Air Canada Chatbot
The chatbot made up a refund policy. The tribunal made the airline pay it.
What They Said
Air Canada deployed a customer service chatbot on its website in 2022 as part of a broader push to deflect call volume from human agents. The chatbot was positioned as a way for travelers to get faster answers on baggage rules, fare classes, and travel policies without waiting on hold.
When the chatbot malfunctioned in court filings, Air Canada offered a defense that became infamous: the chatbot was, the airline argued, “a separate legal entity that is responsible for its own actions.” The website disclaimers, in the company’s view, should have made customers verify any answer the bot produced.
What Actually Happened
In November 2022, Jake Moffatt’s grandmother died. He went to Air Canada’s website to book a flight to the funeral and asked the chatbot about bereavement fares. The chatbot told him he could book full price and apply for a bereavement discount within 90 days of travel. He did exactly that, kept the screenshot, and submitted his refund claim.
Air Canada refused. The actual policy required bereavement discounts to be applied before travel, not after. The chatbot had hallucinated a refund window that did not exist in any Air Canada document. When Moffatt produced the chatbot transcript, the airline’s response was that he should have clicked through to the official policy page linked elsewhere on the site.

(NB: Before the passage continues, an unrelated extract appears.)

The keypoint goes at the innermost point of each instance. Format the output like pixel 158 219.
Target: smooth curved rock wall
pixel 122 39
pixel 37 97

Moffatt took the case to the British Columbia Civil Resolution Tribunal. In February 2024, tribunal member Christopher Rivers ruled in his favor, awarding C$650.88 plus fees. The decision rejected Air Canada’s “separate legal entity” argument outright: “Air Canada is responsible for all the information on its website. It makes no difference whether the information comes from a static page or a chatbot.” The ruling was reported globally and became the first widely cited precedent that companies are legally bound by the statements their AI agents make to customers.
The Root Cause
Air Canada deployed a chatbot without deciding who owned its outputs. The bot was treated internally as a deflection tool — a cost-saving overlay on top of existing policy documents. No one inside the company was tasked with reading what it actually told customers, comparing those answers against current policy, or correcting drift. The chatbot was a feature owned by the digital team, the policies were owned by revenue management, and the gap between them had no owner at all.
The second failure was the legal posture. By the time Moffatt’s case reached the tribunal, the airline’s instinct was to disown the chatbot rather than fix the underlying problem. That defense did not survive contact with a single small-claims judge. It also handed every plaintiff’s lawyer in the world a quotable precedent.
The Pattern to Watch For
Any AI system that speaks to customers in your company’s name is making representations on your behalf. If no human is reading those representations against your actual policies on a recurring basis, you are accumulating legal exposure with every conversation. The exposure is small per interaction and large in aggregate, which is exactly the shape of a liability that goes undetected until it appears in court filings.
What You Should Steal
Assign a single named owner for every customer-facing AI surface — chatbot, voice agent, email responder — and give that owner two weekly tasks: sample at least 50 conversations, and reconcile any policy statements the AI made against the policy of record. Cheap, boring, and the only thing that would have stopped Moffatt’s screenshot from becoming a global news story.